TOOLS FOR COACHES AND MENTORS
Know Your Own Control Triggers
(from Faith and Agility in the book, The Five Insights)
Be aware of when you are fooling yourself about your need for control. If you want to create a senior team that can function without your constant leadership, be aware of these two pitfalls:
- Saying, “I trust your decision, just run it by me before you make it.” What you are really saying is that you don’t trust whoever is making that decision. Incidentally, there is nothing wrong with NOT trusting someone else’s ability to make the kind of decision you think is important, but don’t fake it.
- Waiting until after a decision is made (by the senior team) to state your opinion, particularly when you disagree with the decision. If you want to let the team make the decision on their own, then let them do it and learn from it without additional “I told you so” input. “I told you so” feedback doesn’t help anyone except perhaps to give you some odd sense of satisfaction. If you disagree with a prospective decision that may be made by the senior team, say so or don’t, but support the team’s process in the end and be there to help them clean up the mess, if one is created.
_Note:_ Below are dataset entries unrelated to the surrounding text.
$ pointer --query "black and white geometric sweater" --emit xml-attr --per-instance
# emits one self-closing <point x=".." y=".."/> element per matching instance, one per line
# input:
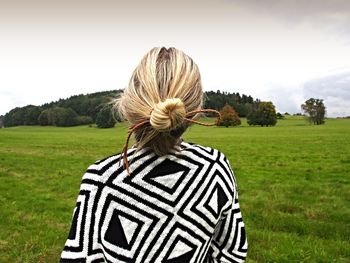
<point x="178" y="208"/>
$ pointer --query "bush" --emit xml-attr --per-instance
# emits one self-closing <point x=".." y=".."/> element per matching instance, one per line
<point x="104" y="118"/>
<point x="83" y="120"/>
<point x="229" y="117"/>
<point x="263" y="114"/>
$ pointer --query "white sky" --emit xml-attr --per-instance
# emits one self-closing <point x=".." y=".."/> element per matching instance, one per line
<point x="272" y="50"/>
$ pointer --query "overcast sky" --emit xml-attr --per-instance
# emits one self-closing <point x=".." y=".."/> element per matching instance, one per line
<point x="283" y="51"/>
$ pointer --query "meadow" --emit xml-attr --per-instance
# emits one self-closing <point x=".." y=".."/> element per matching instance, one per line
<point x="293" y="183"/>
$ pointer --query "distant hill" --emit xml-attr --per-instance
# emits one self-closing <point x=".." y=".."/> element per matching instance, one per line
<point x="84" y="108"/>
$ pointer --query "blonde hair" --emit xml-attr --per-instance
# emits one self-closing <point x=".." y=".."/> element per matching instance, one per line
<point x="164" y="90"/>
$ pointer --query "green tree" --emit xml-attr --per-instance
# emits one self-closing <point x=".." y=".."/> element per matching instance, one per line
<point x="229" y="117"/>
<point x="43" y="118"/>
<point x="104" y="118"/>
<point x="314" y="110"/>
<point x="263" y="114"/>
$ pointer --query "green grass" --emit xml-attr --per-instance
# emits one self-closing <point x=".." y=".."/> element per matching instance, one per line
<point x="293" y="184"/>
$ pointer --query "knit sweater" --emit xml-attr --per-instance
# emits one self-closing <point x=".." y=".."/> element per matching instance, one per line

Instead, follow these two guidelines:
- Pick your role and stick to it. Leaders who want their senior teams to grow and become more capable have a hard time picking how they want to participate and sticking to it. If you want to approve/disapprove any decision made, but you don’t want to have to be the one to think through the choice of decisions, then do that. If you want to do nothing other that to watch how the senior team does managing the company without you for 6 months, then do that (I don’t recommend this approach, incidentally). If you want your opinion to be of equal weight to the rest of the team, then do that. Whatever your role will be, pick one and do your best to stick to it.
- Make sure people know what they have control over and what they don’t. Don’t think giving someone a false sense of authority as a means of bolstering their self confidence is helpful—it is not.